In the Vietnamese market, VSA Chairman Nghiem Xuan Da attributed freezing construction activities as in the rainy season in June and July to low demand for steel.
According to Da, the peak season for construction would normally fall in the first and fourth quarters of the year.
“The declines, however, remain modest at around 3-5%, as steel prices are expected to go up as construction activities heat up,” he noted.
A recent report from Fitch Solutions suggested global steel prices would reach US$800 per ton in the final half of this year, an increase of US$140 per ton against its previous forecast, pointing out an imbalance between supply and demand.

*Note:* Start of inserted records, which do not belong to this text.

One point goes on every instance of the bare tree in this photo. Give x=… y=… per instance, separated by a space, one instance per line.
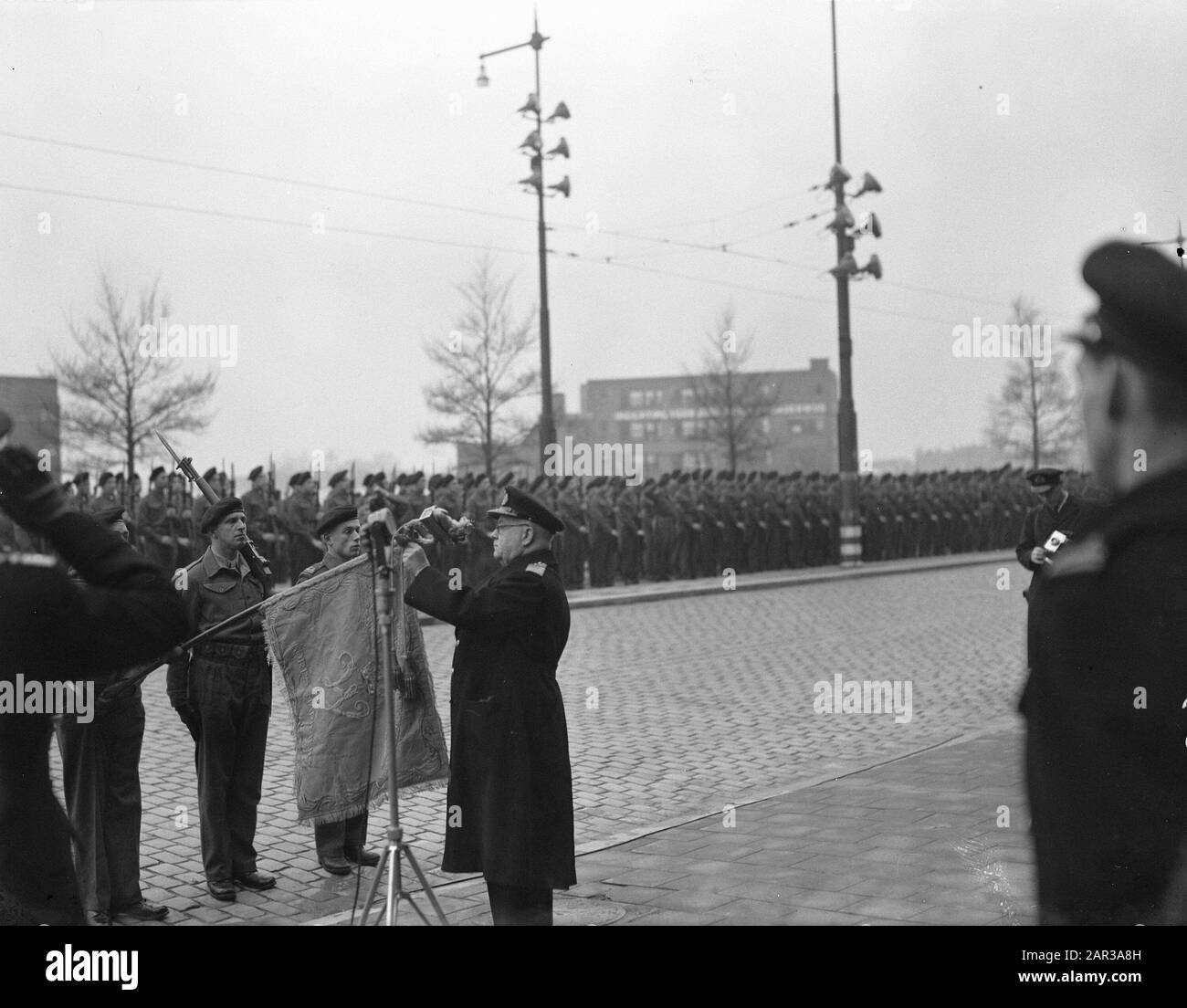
x=483 y=370
x=731 y=405
x=117 y=394
x=1035 y=415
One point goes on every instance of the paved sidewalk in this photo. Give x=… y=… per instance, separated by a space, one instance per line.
x=672 y=739
x=920 y=839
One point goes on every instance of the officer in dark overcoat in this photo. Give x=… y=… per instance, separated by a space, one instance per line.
x=1107 y=766
x=510 y=795
x=1056 y=512
x=54 y=629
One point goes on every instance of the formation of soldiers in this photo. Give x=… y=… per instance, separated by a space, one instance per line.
x=678 y=525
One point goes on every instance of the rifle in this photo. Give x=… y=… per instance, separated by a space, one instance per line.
x=256 y=562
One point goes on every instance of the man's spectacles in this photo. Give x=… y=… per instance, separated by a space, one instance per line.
x=509 y=525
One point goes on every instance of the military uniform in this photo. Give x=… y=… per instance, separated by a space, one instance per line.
x=226 y=688
x=1071 y=517
x=52 y=629
x=155 y=530
x=510 y=782
x=1105 y=770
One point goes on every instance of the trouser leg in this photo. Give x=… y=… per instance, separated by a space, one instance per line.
x=123 y=735
x=247 y=775
x=83 y=783
x=515 y=905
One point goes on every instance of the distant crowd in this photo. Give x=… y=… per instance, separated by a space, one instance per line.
x=678 y=525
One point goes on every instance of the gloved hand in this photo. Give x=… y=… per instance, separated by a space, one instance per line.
x=188 y=714
x=28 y=495
x=437 y=522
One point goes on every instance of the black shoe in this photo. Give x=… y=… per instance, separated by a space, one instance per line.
x=222 y=889
x=256 y=880
x=142 y=911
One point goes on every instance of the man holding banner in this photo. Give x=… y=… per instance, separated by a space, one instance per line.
x=321 y=636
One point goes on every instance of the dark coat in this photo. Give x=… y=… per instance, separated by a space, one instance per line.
x=52 y=629
x=1075 y=517
x=510 y=791
x=1107 y=767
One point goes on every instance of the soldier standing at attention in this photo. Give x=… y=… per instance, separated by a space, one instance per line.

Fitch Solutions experts have also said that the decline in steel prices would be insignificant as consumption demand is forecast to go up.
Steel prices are predicted to moderate to around US$600 per ton by 2022, stated Fitch Solutions.

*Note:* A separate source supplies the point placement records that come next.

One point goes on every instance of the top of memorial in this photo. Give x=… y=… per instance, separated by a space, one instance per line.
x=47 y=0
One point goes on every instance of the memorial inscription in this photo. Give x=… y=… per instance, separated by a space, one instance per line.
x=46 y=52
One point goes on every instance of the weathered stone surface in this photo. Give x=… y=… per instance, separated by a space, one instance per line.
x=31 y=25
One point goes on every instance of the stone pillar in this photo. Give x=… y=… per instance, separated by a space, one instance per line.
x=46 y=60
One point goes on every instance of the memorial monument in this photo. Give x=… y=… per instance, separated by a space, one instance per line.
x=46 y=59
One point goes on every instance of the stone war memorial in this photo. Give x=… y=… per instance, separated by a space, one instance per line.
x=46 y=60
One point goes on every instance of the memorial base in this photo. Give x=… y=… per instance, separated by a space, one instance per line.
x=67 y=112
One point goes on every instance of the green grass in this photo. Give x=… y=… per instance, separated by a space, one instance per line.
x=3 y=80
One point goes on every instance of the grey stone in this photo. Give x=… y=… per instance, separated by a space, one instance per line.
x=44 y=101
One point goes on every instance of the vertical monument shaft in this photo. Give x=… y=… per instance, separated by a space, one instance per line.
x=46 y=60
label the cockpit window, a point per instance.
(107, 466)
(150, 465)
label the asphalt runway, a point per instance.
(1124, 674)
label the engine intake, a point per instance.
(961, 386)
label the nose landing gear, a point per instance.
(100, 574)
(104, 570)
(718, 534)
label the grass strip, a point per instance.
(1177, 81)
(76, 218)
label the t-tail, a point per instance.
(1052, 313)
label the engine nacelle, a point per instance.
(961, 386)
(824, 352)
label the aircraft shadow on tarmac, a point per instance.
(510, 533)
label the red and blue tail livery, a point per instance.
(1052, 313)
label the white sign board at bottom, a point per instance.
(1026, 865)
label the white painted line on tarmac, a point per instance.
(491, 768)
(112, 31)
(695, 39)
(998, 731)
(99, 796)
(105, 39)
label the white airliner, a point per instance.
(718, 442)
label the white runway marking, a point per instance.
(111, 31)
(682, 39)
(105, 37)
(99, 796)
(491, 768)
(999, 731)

Halt on increasing steel prices
To further halt the steel price hiking, Da from the VSA noted that along with keeping operational costs at an efficient level, local steel producers should prioritize domestic markets as measures to prevent steel prices from surging.
“Policies from the government are needed to temporarily discourage steel exports,” Da said.
At a recent meeting with local steel producers, Minister of Industry and Trade Nguyen Hong Dien stressed the necessity for local firms to focus on iron ore mining and processing, in turn creating stable supplies of input materials for steel production.
“Vietnamese steel producers should pay more attention to the R&D process to better ensure the supply sources and produce higher quality steel products,” he added.
Economist Vu Dinh Anh told The Hanoi Times that as steel prices are driven by the market, construction companies should draft plans to keep a hold on steel supplies to minimize impacts from rising steel prices.
“The government can only intervene when there is a major disruption to the local market,” Anh said.